Where to now from COP28? Historic summit missed half the problem

Now, more than ever before, Canada needs to step up as a part of a global effort to clean up the excess pollution that we are pouring into the atmosphere.

Originally posted in the Globe and Mail.

Here’s the hard reality: The world will not be able to keep warming below 1.5 C, despite the significant progress at the COP28 climate conference, where countries explicitly called for a transition away from fossil fuels, among other significant measures.

I don’t make this claim lightly. Missing the 1.5 C target, the goal of the 2015 Paris Agreement, is a serious setback that will have far-reaching consequences, and people who have done the least to cause the problem are likely to suffer most.

But how else can we interpret the fact that, at current pollution rates, the world could shoot past the 1.5 C threshold by 2030?

Now, more than ever before, Canada needs to step up as a part of a global effort to clean up the excess pollution that we are pouring into the atmosphere.

Consider the concept of a carbon budget, which is the cumulative amount of carbon dioxide that can be put in the atmosphere before exceeding a specific global temperature target. In the case of the 1.5 C goal, the latest estimates indicate we can only emit another 250 billion tonnes of CO2 if we want to give ourselves even a 50-per-cent chance of avoiding an increase greater than 1.5 C.

If we want to increase our chances of avoiding excessive warming (Would you get in a plane that had a 50-per-cent chance of crashing?), the budget gets smaller. An 83-per-cent chance of avoiding 1.5 C narrows the budget to just 100 billion tonnes, or less than three years of current emissions levels.

The carbon budget makes one fact abundantly clear: We will need to remove a staggering amount of CO2 from the atmosphere to bring cumulative emissions back down to levels that are in line with 1.5 C. The United Nations’ Intergovernmental Panel on Climate Change says that we will need to remove at least six billion tonnes of CO2 a year by 2050. That means creating a new sector from scratch that is bigger than today’s global oil sector (by volume).

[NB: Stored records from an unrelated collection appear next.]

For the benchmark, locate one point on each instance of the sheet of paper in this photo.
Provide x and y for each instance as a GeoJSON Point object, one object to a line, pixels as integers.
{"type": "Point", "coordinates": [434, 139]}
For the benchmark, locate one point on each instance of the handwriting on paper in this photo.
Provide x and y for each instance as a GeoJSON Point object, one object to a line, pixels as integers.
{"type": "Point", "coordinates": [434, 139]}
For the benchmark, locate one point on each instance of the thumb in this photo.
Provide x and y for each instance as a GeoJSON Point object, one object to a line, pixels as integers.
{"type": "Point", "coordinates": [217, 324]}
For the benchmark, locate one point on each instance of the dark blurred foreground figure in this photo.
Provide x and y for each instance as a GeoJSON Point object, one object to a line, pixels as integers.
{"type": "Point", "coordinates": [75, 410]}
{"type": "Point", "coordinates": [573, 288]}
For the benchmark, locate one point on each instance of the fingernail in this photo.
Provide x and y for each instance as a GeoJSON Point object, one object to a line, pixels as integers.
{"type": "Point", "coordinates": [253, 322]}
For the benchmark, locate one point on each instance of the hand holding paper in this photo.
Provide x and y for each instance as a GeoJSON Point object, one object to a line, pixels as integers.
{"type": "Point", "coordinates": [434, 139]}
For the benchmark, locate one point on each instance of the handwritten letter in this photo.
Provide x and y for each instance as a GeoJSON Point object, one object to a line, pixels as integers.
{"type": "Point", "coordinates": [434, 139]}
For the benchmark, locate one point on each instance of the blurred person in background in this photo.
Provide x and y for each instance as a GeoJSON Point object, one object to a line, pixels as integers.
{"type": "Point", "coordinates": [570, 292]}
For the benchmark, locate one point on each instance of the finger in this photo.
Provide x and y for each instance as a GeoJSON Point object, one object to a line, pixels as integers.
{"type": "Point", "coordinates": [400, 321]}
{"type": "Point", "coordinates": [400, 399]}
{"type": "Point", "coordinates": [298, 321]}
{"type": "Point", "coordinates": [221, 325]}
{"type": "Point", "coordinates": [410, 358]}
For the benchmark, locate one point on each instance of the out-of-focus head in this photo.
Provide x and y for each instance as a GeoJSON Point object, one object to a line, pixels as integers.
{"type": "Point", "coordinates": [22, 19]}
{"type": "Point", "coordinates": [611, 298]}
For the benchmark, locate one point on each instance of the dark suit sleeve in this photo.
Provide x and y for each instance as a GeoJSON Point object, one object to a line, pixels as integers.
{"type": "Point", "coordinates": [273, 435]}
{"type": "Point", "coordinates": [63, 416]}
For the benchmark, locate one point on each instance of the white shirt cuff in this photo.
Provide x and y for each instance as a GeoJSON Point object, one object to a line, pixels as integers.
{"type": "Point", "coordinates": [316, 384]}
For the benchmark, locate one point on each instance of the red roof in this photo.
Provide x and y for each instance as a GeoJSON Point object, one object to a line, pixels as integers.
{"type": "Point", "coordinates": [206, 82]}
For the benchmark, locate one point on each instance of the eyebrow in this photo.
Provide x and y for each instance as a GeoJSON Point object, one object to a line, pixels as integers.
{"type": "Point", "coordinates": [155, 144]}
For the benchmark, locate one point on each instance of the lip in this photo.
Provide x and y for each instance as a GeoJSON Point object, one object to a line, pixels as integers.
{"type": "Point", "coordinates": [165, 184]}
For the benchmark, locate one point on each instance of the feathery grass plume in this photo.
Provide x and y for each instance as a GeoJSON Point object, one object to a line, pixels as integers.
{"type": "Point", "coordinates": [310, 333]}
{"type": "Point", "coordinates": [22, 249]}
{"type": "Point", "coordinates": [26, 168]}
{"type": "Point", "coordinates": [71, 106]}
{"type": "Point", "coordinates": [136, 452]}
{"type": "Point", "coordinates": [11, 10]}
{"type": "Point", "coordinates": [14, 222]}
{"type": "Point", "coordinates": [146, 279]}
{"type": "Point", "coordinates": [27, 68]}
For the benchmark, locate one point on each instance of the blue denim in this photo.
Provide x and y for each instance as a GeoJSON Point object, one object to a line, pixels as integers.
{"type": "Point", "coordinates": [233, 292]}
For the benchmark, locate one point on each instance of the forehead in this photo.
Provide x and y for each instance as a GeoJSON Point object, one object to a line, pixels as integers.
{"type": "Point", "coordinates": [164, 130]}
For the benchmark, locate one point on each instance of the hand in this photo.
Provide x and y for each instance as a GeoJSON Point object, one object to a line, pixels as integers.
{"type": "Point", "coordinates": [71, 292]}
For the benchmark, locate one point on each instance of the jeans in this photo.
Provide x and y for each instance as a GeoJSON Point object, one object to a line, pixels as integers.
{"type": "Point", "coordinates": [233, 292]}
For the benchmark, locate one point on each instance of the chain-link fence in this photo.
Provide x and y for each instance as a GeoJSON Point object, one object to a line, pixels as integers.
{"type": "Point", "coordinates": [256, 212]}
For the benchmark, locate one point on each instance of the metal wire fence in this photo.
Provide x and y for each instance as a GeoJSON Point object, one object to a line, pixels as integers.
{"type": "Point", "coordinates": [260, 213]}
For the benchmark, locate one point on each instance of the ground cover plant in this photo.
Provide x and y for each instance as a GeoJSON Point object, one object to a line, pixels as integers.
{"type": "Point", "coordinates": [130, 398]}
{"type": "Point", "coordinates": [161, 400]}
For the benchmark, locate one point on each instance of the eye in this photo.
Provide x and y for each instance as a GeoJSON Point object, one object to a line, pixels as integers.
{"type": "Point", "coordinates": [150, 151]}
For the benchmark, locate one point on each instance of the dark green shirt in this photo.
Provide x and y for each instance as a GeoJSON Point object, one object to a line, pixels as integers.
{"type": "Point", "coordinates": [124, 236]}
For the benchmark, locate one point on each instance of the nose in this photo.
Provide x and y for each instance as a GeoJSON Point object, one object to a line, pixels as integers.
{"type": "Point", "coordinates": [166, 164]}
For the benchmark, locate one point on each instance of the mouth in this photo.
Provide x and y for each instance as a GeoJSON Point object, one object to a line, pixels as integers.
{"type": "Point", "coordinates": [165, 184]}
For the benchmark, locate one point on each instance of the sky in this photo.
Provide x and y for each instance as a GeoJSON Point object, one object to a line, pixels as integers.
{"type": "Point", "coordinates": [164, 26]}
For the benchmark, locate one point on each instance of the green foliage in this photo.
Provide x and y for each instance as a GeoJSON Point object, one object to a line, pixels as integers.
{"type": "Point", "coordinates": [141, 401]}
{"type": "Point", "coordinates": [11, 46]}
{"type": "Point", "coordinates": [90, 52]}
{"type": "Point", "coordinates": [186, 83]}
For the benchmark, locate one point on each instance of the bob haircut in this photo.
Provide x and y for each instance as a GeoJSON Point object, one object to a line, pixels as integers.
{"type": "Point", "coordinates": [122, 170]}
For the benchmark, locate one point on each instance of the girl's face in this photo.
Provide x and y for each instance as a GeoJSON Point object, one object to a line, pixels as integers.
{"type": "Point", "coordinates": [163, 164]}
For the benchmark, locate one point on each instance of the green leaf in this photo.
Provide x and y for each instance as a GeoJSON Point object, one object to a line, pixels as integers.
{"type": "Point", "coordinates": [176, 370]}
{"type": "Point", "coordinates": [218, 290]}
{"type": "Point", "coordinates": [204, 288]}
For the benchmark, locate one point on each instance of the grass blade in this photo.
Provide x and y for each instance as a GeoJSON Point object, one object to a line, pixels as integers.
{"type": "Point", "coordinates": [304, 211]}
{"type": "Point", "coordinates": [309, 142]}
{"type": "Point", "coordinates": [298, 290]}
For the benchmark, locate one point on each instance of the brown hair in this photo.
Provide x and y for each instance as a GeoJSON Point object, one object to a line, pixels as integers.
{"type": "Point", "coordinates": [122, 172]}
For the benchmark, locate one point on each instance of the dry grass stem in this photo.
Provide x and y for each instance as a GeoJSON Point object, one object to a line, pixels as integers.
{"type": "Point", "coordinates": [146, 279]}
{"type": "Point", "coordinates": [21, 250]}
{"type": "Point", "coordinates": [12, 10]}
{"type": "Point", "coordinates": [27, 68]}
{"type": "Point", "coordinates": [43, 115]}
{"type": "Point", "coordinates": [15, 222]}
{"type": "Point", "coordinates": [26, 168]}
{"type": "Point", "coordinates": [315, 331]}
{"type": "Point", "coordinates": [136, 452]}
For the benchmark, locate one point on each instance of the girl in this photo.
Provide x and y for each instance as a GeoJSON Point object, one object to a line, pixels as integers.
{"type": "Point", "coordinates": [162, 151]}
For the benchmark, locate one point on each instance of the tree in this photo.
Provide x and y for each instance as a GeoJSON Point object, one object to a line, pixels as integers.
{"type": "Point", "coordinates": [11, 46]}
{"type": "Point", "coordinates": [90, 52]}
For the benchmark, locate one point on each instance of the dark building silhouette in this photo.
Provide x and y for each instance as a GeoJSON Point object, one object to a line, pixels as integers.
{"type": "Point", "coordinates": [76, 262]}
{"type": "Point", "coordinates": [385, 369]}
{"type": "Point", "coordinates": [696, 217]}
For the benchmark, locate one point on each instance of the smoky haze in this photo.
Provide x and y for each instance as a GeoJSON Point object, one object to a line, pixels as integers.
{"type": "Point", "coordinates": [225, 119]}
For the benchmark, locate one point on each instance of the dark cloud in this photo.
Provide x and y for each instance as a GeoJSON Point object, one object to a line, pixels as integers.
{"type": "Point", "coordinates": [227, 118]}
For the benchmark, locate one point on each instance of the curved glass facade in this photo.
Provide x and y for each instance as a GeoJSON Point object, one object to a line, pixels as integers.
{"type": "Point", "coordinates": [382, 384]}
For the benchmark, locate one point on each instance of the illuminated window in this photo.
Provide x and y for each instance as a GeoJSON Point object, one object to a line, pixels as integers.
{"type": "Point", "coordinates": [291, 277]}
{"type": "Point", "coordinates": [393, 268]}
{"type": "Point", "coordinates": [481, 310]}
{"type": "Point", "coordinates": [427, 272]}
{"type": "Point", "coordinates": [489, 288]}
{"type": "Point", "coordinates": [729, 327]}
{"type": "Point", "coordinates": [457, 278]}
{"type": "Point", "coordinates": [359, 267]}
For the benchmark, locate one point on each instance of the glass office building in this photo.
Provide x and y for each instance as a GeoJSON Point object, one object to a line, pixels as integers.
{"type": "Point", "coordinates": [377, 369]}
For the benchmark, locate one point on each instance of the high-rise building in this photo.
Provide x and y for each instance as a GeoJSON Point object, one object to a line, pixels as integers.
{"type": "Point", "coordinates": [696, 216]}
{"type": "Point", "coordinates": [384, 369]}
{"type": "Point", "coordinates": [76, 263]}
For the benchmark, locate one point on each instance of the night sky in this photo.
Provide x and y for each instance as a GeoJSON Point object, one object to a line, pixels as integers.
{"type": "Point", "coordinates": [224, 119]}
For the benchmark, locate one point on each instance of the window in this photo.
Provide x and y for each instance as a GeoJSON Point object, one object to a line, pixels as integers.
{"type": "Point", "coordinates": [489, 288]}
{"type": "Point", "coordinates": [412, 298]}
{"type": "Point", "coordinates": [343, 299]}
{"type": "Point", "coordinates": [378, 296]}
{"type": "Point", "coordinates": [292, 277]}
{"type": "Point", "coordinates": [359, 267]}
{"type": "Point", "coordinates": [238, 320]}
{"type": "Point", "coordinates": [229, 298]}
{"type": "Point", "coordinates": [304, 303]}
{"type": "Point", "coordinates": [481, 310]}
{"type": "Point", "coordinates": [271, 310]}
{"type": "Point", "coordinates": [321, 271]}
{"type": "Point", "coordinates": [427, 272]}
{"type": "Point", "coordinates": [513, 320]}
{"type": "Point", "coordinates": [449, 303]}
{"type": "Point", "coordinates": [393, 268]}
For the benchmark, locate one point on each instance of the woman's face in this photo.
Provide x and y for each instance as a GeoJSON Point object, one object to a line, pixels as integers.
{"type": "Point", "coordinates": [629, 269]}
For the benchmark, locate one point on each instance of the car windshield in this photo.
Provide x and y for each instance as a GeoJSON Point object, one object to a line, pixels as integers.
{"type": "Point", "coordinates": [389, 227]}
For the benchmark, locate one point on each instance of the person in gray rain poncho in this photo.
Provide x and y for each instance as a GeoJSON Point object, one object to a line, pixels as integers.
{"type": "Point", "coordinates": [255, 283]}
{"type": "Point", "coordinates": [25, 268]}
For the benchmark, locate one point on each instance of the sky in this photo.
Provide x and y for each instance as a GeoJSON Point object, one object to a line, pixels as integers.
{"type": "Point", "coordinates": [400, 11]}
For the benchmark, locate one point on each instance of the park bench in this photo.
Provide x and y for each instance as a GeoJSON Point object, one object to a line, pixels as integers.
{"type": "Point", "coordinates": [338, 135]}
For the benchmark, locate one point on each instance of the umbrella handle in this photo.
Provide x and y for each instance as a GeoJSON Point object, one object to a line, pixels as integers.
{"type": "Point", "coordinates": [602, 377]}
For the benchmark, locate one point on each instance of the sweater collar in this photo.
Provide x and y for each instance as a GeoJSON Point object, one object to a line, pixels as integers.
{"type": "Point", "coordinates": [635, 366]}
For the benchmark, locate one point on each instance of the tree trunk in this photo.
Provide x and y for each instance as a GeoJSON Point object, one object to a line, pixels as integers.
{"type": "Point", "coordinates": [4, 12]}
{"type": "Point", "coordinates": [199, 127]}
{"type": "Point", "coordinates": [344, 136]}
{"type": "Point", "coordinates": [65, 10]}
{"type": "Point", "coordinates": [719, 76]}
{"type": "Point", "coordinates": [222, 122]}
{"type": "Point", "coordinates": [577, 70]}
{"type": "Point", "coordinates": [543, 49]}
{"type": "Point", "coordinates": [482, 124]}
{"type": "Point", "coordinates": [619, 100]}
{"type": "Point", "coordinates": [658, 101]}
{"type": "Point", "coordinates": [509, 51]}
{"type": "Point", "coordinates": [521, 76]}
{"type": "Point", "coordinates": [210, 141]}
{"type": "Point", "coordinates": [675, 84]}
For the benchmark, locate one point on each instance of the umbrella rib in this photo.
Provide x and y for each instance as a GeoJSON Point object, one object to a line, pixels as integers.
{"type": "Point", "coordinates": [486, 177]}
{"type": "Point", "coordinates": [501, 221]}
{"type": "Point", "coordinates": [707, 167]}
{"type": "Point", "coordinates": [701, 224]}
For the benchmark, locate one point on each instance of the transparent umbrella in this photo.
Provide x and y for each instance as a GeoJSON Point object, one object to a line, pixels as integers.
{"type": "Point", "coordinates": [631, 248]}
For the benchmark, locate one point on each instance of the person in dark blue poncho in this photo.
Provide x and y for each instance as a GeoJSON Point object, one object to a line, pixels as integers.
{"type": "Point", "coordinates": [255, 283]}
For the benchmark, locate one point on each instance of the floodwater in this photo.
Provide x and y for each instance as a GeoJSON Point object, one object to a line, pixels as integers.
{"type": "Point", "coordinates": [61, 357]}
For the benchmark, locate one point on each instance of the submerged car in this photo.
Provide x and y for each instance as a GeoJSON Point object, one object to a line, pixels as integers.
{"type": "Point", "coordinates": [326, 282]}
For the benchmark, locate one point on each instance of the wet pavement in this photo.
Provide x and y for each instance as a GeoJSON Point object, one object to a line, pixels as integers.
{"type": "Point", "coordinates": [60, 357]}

Canada can be a leading global player in the quickly emerging CO2 removal (CDR) industry. We are blessed with the necessary natural resources, skilled work force and access to clean energy.

In fact, Canadian companies are already at the forefront of the CDR industry. The first large-scale removal plant in the world is being built right now in Texas, using technology from B.C.-based Carbon Engineering Ltd. Canadian companies are also leaders in removing carbon via the oceanrock minerals and cement, among other methods. Building up CDR could be a large economic win for Canada.

Of course, we can’t ignore the risks presented by removal. CO2 can be toxic in large concentrations if it leaks, and removal must be carefully monitored. Strong regulation is needed to ensure that claims made by CO2 removal companies are independently verified.

The biggest concern about removal – and the reason I suspect it barely appears in COP28′s final text – is that some climate advocates understandably worry that it will reduce the world’s resolve to reduce emissions directly. But a review of the carbon budget should make clear that removal cannot be used as an excuse to delay reductions. After all, the scale of the removal needed for 1.5 C is already a daunting and expensive challenge. Further delaying reductions would only add to the Herculean task.

Canada is a useful case in point. Carbon Removal Canada, an organization I co-founded, estimates that the country will need at least 300 million tonnes of annual removals by 2050 just to eliminate our fair share of the carbon we’ve already put in the atmosphere, assuming we move aggressively toward national net-zero emissions by the 2050 target. That’s more than 1.5 times the annual emissions from Canada’s entire oil and gas sector. Miss our net-zero targets, and our required CDR build-out grows even larger.

It might be tempting to focus on reducing emissions for now and address removals down the road. But new research released in December in the scientific journal Joule shows that we are in a decisive decade for CDR. Even if CDR grows at the pace of high-growth sectors such as the solar industry, the world will only be able to reach CDR levels needed by mid-century if we start building today. For Canada, that means ensuring we have at least a handful of at-scale removal projects under construction by 2030.

Aggressively pursuing reductions and removals together will be a formidable challenge for Canada and the global community. But if the world is serious about keeping long-term warming below 1.5 C, acting on both fronts simultaneously is required to turn the ambitions of the COP process into a reality.